Biological Sciences | Simulation, Data, Learning
COMPBIO2: Combining Deep Learning with Physics-Based Affinity Estimation 2
Machine learning and physics-based methods combined can dramatically accelerate the process of drug discovery. With this INCITE project, researchers are developing computational methods to overcome severe bottlenecks in the pharmaceutical industry’s current process and speed the search for drug candidates for SARS-CoV-2 and other viruses.
Drug discovery requires exploring a vast chemical space of potential ligands to test binding potency with target proteins. In silico (computer simulation) physics-based methods play a key role in computational drug discovery but there is a very high computational cost when using relative binding free energy (RBFE) methods based on classical molecular dynamics (MD) which can lead to insufficient sampling of the chemical space (i.e., looking at too small of a subset of possibilities). The other, less computationally expensive method of finding drug binding potency is through deep learning, which requires a huge amount of training data. This project combines both to overcome limitations of each method.

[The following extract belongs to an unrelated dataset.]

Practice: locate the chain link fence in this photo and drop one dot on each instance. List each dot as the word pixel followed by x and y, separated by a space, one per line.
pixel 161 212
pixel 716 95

This project combines deep learning with physics-based methods and employs a range of ensemble simulation-based methods. The most accurate among them is called Thermodynamic Integration with Enhanced Sampling (TIES) which performs an ensemble of MD simulations at each alchemical intermediate state and then integrates the ensemble averaged energy derivative to obtain RBFEs. The pipeline using AI and simulation to look for drug candidates for COVID-19 is known as IMPECCABLE (Integrated Modeling PipelinE for Covid Cure by Assessing Better Leads). ALCF staff worked with the team to build NAMD code and helped implement the sampling enhancement method REST2 on NAMD CUDA.
The team was able to simulate many more ligand transformations with greater accuracy, reproducibility, and precision than general simulation methodology. With TIES, the team replicated MD simulations in each free energy window five times with a different initial velocity allowing for statistically meaningful results and complete control of errors based on direct ensemble averages. They computed a broad selection of over 500 ligand transformations involving over 300 ligands binding to 14 different protein targets across a wide range of protein classes and found excellent correlation between experimental and prediction results. The systematic and extensive analysis of these transformations over such a large dataset is unprecedented.
The team has demonstrated a method to overcome the limitations of physics-based drug simulations, allowing more accurate and reproducible results that can substantially reduce the time and cost of bringing new drugs to market. The team’s method will also enable researchers to assess the resistance of COVID-19 protein variants and their impact on existing drugs and vaccines.
- “Large Scale Study of Ligand-Protein Relative Binding Free Energy Calculations: Actionable Predictions from Statistically Robust Protocols,” Journal of Chemical Theory and Computation (March 2022), ACS Publications.
- “Alchemical Free Energy Estimators and Molecular Dynamics Engines: Accuracy, Precision and Reproducibility,” Journal of Chemical Theory and Computation (May 2022), ACS Publications.
- “Ensemble Simulations and Experimental Free Energy Distributions: Evaluation and Characterization of Isoxazole Amides as SMYD3 Inhibitors,” Journal of Chemical Theory and Computation (May 2022), ACS Publications.